Newsday’s Shaun Powell visited the Mets and Yankees respective spring training camps this week, and upon noting the paucity of black faces on the field or in the stands, concludes “come Opening Day, there might be more blacks in the Rush Limbaugh fan club than on the field for both New York teams combined. ”
Last season, less than 4 percent of major-leaguers were black Americans.
Kenny Lofton was the only black player for the Dodgers, Robinson’s team, when the season opened.
Let’s not even try to cite statistics in the stands, where black faces are a novelty in some places and nonexistent in others.
“One thing I’ve definitely noticed,” said Kevin Thompson (above), who played 34 games for the Yankees in 2006, “is that the higher I go in baseball, the fewer blacks I see. I’ve just come to accept it. That’s just the way it is now.”
It will be rather awkward, therefore, when Major League Baseball tries to celebrate the 60-year anniversary of Robinson breaking the color barrier, knowing full well that Robinson no longer is a Pied Piper for black athletes.

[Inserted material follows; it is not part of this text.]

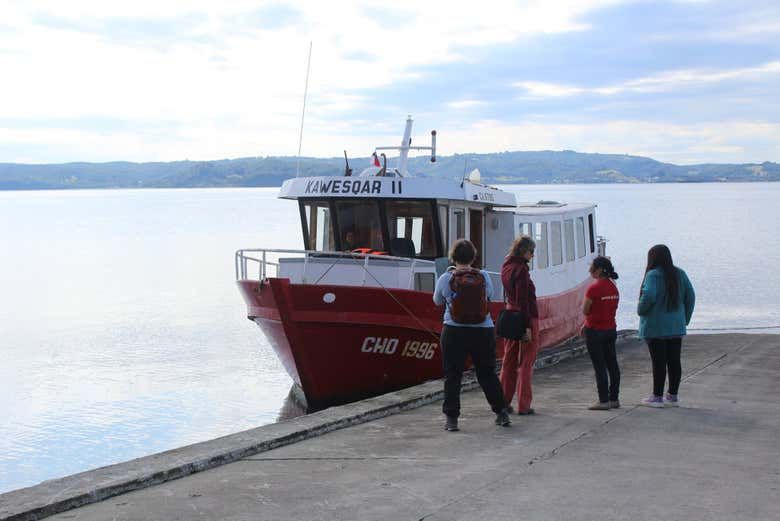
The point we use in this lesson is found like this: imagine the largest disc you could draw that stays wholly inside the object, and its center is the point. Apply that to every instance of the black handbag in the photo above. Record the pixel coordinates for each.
(511, 324)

In fact, every time the memory of Robinson is honored with a ceremony, there are more elderly black faces paying homage than young ones.

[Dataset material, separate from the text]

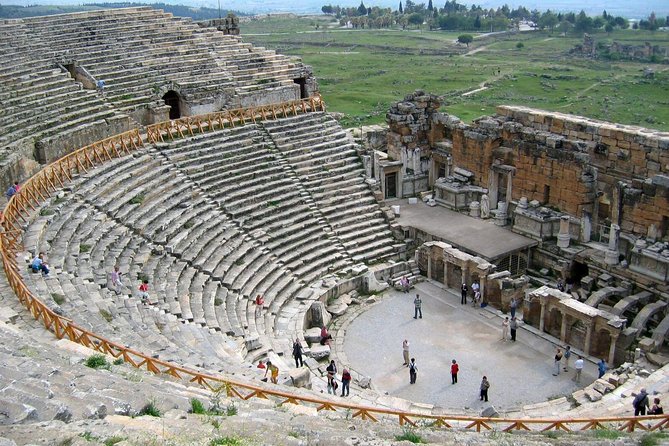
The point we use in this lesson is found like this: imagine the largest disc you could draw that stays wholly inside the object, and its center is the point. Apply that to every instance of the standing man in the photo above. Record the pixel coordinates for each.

Mets general manager Omar Minaya places the blame squarely on the colleges, which don’t encourage the poor young black athlete to stick with baseball. Less than 12 scholarships are available per school in Division I, where full scholarships for baseball are rare.
“That’s the beginning and the end of the problem right there,” Minaya said. “How many scholarships are there for football? Forty or 50?”
Forty or 50 sounds like the projected number of black baseball players expected to take the field on Opening Day.
That’s fewer than two per team, or roughly what Robinson saw in his day.